そこには、いつの間にかメイド服を着た、仮面をつけた少女が立っていた。
「あ、あなたは! …………誰?」
「ボケてる場合じゃないでしょモモイ」
才羽モモイの悪ふざけに対し、律儀に指摘を入れる早瀬ユウカ。
「っていうかメイド服って、嫌な予感しかしないんだけど」
才羽ミドリは一人頭を抱えている。ミレニアムでメイド服といえば、すぐ思い浮かぶものがあるだろう。
「ここにいた、ってことは、あなたがコユキちゃんを攫ったんですか?」
花岡ユズが尋ねる。天童アリスは黙って武器をチャージしている。勇者らしいかは別として良い判断だ。
「いいえ、私が攫ったわけではありません。しかし、ここにあなた達が来たら戦うようにと指示されていますので、ここは私が相手です」
仮面メイド服の少女はそう宣うと、今まで戦ってきた機械たちとは明らかに格の違う、1台のロボットが現れる。
「黒崎コユキさんを返してほしければ、私たちを倒すことが条件とのことです。では、お覚悟を」
その言葉で再び、戦闘が始まった。
―
戦闘はゲーム開発部側が防戦一方の展開となっていた。
「無理無理無理無理!! ちょっと強すぎるよあのメイドさん!」
「それにあのロボ、顔はちょっとあれだけど今までのとはくらべものにならないくらい硬い!」
才羽姉妹の言う通り、仮面のメイドと戦闘ロボットの戦闘力はかなりのもので、数の差を物ともしない立ち回りでゲーム開発部の生徒たちは逃げ回りながらなんとか応戦していた。
「うわーん!? 動きが早くてうまく照準が合わせられません!?」
火力という意味で頼りの天童アリスも、相手の機動力に翻弄されている。
「……先生。ちょっといいですか?」
手詰まりを感じていたところに、壁際に遮蔽を作り、隠れていた花岡ユズから通信が入る。
「どういう方法か分からないですけど、先生って私たちの事を俯瞰視点のゲームみたいに状況確認しながら指示を出していますよね? ならこういう事ってできますか?」
シッテムの箱の戦闘支援システムのことを生徒に教えたことは無い。しかし、ゲーマーとしての勘が働いたのか、私がやっていることを把握していたらしい。そして、花岡ユズには紛れもなく最高の、ゲーマーとしての素質があるのだ。
「……成程、分かりました。何とかやってみましょう」
花岡ユズの提案を即座に試してみようと考えるくらいには、私はそう信じていた。
「防戦一方のようですね。黒崎コユキさんのことを諦めて帰るのであれば、追撃はしませんよ」
仮面のメイドがそう挑発する。実際のところ、状況としては追い詰められていると言っても良いものだった。
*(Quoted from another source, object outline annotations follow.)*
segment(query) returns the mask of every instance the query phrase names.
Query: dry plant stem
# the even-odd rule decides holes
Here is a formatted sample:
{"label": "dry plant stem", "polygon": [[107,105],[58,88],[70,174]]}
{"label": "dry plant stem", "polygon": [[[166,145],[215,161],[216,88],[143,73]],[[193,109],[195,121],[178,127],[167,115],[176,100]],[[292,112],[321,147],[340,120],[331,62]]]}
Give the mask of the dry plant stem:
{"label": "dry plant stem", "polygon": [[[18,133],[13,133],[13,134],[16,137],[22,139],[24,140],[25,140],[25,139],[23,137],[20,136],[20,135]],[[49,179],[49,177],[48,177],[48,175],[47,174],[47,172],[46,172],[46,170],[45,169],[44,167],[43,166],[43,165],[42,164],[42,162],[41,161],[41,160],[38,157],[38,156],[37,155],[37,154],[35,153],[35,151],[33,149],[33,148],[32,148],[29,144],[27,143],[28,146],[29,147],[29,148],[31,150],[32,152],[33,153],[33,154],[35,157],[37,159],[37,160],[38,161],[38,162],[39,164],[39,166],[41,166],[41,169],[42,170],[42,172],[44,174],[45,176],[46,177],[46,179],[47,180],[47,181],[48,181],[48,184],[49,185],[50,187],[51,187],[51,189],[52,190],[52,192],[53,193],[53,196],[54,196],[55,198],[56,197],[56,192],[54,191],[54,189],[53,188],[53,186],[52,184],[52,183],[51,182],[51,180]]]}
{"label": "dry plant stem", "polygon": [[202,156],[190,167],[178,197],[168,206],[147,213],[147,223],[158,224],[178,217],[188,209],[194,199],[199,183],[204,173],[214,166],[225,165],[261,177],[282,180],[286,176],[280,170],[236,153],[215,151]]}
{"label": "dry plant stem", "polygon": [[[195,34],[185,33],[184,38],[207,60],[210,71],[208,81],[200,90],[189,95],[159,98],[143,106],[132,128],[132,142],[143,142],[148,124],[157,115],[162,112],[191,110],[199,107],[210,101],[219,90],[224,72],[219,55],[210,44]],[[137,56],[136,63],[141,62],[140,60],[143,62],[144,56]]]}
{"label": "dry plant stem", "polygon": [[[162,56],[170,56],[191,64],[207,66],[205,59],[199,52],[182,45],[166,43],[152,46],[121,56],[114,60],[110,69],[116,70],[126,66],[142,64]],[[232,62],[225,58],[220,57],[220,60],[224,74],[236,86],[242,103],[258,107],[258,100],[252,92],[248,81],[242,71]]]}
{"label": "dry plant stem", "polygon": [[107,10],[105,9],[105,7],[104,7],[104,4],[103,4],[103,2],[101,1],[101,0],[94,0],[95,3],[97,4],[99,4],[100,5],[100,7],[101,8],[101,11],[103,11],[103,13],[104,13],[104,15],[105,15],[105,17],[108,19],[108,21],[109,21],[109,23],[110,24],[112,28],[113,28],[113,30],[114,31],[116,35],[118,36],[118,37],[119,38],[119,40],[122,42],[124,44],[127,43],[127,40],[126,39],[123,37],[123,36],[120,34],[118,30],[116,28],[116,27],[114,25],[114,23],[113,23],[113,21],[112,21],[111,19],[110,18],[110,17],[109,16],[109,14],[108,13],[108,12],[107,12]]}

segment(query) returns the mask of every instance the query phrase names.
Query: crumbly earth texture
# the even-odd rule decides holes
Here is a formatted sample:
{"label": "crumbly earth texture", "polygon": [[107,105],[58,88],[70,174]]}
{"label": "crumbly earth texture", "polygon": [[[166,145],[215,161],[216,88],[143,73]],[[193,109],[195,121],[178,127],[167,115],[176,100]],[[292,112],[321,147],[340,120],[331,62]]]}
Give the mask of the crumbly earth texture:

「諦めるわけないでしょ! コユキはもうゲーム開発部の仲間なんだから!」
才羽モモイが即答する。
「それに、新しい大事なお友達だよ」
才羽ミドリが頷いてそれに続く。
「その通りです。コユキは仲間で友達で、私たちのパーティの一員です!」
天童アリスが真剣な顔つきで同意する。
「返してください! ゲームを一緒に作りたいって言ってくれた、コユキちゃんを、返して!」
花岡ユズがどもらずはっきりと、そう口にする。
「……まあ、私からはなんとも。何となくあなたの後ろにいる人は見えましたし、どういった理由があるのかは後で問い詰めるとして、一つ言えることは、この子たちを本気にさせるととても面倒なことになる確率が極めて高いってことね。同情するわ」
そして早瀬ユウカは、微妙な表情で最後にそう付け加えた。
実際のところ、本気になって奮い立ったところで、戦力差がそうやすやすと覆るわけではないしかし、ゲームとしての視点に立った時限定かもしれないが、花岡ユズの観察能力は極めて高い。局所的には今まで出会った中で最高ともいえるだろう。
狙い目は、メイド服の少女ではなく、ロボットの方。自律移動しているそのロボットはそこまで高度なAIが使われているわけではないようで、一定のアルゴリズムに基づいて行動しているようだ。花岡ユズはその行動をほぼ完全に分析できており、ロボットを追い詰めていく。
そして、ついに、ロボットが壁際にある棚から出ていた何かの部品に突っかかり、一瞬足を止める。
「アリスちゃん!」
私の指示とほぼ同時に花岡ユズが叫ぶ。
「光よ!」
そして待ち構えていたように天童アリスの武器が唸りを上げる。初めてクリーンヒットした天童アリスの攻撃により、ついにそのロボットは完全に動きを止める。
「さあ、後はあなただけだよ!」
前線で仮面メイドの対応をしていた才羽モモイが叫ぶ。残りのゲーム開発部の生徒たちも武器を構えなおし、早瀬ユウカはシールドを展開する準備をする。
「性能の低いプロト版とはいえ、まさか彼が倒されるとは……なるほど、まだ続けたいところですが、十分に目的は果たせたようですのでこの辺りでお暇いたします」
それに対し、仮面の少女はそう言って何かを投げる。途端、周囲に煙幕のようなものが張られる。
「ケホッケホッ に、逃げたー!?」
才羽モモイが叫ぶ煙幕が晴れると、既に少女も壊れたロボットも消えていた。代わりに、またもや一枚の手紙が置かれていた。そこには
【おめでとう 黒崎コユキはここにいる】
と書かれており、その下にはミレニアムの部室棟の地図が描かれており、矢印がひとつつけられていた。
「え? ここって……」
才羽モモイが首を傾げる。見覚えがある場所だったようだ。
「モモイ、しっているのですか?」
天童アリスは知らないようで、首を傾げる。花岡ユズや才羽ミドリもピンとは来ていないようだ。
「そこは……ヴェリタスね。一応不法占拠なんだけど……」
ただ一人、早瀬ユウカはそう言ってため息をつくヴェリタス。今回の首謀者はその組織の者だったという事のようだ。
ミレニアムの運営や区画に関しても独自解釈です。
スケジュールの場所がスタディ・エリアとなっているのでそうでない場所もあるのだろうってだけです。